Je laisse derrière moi le bureau d’Albert et les cris inarticulés mêlés aux objets brisés (tant pis pour la porcelaine) et je me concentre sur mon enquête. La concentration n’est pas une spécialité locale. J’essaie de réunir les éléments dans ma tête : Emelyne, Suzanne, Albert, le porte-feuille rose, le rosé, l’heure de l’apéro, les glaçons dans le frigo de la cuisine de Franz, le sandwich, la moussaka, la corbeille à papier. Les papiers. Ouvrir le porte-feuille bien sûr !
Mais pas n’importe où, je dois me trouver un coin tranquille et à l’abri des regards. Je sais : les toilettes. Les toilettes du second étage en particulier, que personne ne veut utiliser parce qu’ils sont loin de tout alors que ce sont les meilleurs WC de la résidence.
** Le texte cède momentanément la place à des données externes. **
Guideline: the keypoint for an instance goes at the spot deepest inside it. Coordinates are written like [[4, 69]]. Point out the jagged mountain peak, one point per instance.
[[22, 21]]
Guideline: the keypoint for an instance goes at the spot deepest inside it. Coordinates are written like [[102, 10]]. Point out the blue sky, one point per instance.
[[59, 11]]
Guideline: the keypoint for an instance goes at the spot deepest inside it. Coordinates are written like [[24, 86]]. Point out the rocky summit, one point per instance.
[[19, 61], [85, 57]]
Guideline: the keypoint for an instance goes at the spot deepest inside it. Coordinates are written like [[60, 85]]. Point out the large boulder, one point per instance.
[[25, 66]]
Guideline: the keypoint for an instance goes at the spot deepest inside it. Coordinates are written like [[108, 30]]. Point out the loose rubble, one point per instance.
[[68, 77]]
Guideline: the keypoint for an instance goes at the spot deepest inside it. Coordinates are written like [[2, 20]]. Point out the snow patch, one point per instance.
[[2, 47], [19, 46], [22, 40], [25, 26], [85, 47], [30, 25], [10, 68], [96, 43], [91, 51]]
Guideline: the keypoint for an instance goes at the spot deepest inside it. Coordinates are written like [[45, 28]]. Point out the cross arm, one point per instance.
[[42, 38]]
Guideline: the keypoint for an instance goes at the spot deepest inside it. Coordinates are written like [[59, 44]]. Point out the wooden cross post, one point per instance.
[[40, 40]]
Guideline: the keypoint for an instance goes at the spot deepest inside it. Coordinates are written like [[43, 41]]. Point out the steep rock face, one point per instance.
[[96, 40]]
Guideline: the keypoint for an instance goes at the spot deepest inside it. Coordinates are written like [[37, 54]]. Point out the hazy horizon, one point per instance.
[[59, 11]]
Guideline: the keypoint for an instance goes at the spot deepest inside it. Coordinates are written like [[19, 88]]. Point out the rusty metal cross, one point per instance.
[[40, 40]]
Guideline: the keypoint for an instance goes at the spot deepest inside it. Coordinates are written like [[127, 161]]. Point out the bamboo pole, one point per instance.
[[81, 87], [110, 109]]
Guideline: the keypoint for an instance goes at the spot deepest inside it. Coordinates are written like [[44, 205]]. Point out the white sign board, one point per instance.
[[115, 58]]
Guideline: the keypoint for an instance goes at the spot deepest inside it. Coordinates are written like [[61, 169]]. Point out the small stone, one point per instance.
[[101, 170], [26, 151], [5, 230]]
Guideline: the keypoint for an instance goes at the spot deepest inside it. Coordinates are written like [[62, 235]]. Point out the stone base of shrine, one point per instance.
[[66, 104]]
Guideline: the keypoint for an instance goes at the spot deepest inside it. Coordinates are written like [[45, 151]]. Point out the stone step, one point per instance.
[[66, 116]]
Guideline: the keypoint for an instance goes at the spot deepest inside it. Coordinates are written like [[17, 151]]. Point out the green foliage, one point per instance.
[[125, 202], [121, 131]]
Situés exactement au-dessus des WC du premier étage, eux-mêmes positionnés précisément au-dessus des WC du rez-de-chaussée, de sorte qu’il est possible, si les trois WC sont occupés, de se chier l’un sur l’autre en cascade !
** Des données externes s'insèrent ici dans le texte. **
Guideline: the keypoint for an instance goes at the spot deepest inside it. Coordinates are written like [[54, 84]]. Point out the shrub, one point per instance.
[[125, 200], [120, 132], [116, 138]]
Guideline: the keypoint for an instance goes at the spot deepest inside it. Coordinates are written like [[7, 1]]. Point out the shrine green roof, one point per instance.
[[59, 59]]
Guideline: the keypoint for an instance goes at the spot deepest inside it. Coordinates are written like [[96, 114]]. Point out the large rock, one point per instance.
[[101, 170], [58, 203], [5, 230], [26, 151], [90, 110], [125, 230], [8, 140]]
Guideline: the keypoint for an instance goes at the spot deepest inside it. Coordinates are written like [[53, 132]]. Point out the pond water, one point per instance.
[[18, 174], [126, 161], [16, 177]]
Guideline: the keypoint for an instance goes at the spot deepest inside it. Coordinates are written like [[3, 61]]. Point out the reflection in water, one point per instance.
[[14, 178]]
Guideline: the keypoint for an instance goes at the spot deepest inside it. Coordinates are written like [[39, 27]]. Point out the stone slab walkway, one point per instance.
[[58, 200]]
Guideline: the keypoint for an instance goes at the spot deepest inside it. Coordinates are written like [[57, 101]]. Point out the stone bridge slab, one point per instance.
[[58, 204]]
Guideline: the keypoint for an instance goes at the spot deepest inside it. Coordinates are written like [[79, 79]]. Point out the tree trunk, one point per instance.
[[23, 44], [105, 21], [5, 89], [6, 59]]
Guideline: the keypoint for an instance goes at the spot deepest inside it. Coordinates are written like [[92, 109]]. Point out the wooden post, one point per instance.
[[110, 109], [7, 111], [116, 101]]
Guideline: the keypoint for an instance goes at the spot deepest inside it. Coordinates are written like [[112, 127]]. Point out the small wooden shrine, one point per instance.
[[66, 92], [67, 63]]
Un lieu aussi fascinant impose le respect et nécessite un peu de préparation. Je passe par la loge, j’enfile mes jeans les plus potables et une chemise en acrylique rayée rouge sur blanc. Je grimpe les deux étages quatre à quatre, le porte-feuille dans la poche arrière du pantalon et j’arrive essoufflé mais ravi devant la porte du petit coin. C’est occupé.
Je cogne à la porte, campé sur mes positions. Interdiction de nuire à mon moment d’intimité tant espéré. J’appelle : « hé ho, c’est urgent. Vous avez pas bientôt fini ? Finish soon ? ». Une voix rauque gronde en écho depuis l’intérieur pour me signifier qu’il y a d’autres toilettes dans la résidence. Je prends une grande respiration, je fais quelques pas en arrière pour jauger l’état de la situation. Elle est dramatique. Je me sens floué et démuni – environ quinze secondes – les yeux rivés sur la porte. Aux grands maux, les grands remèdes. Je m’apprête à enfoncer la porte et à envisager de sortir l’impudent qui squatte mon jardin secret lorsque la porte s’ouvre enfin laissant s’échapper des effluves malodorantes ainsi que le mécréant qui en est à l’origine. Il s’agit bien évidemment d’un type que je ne connais pas, et qui ne se doute sans doute pas du tort qu’il m’a causé. Aussi je décide de lui donner une seconde chance.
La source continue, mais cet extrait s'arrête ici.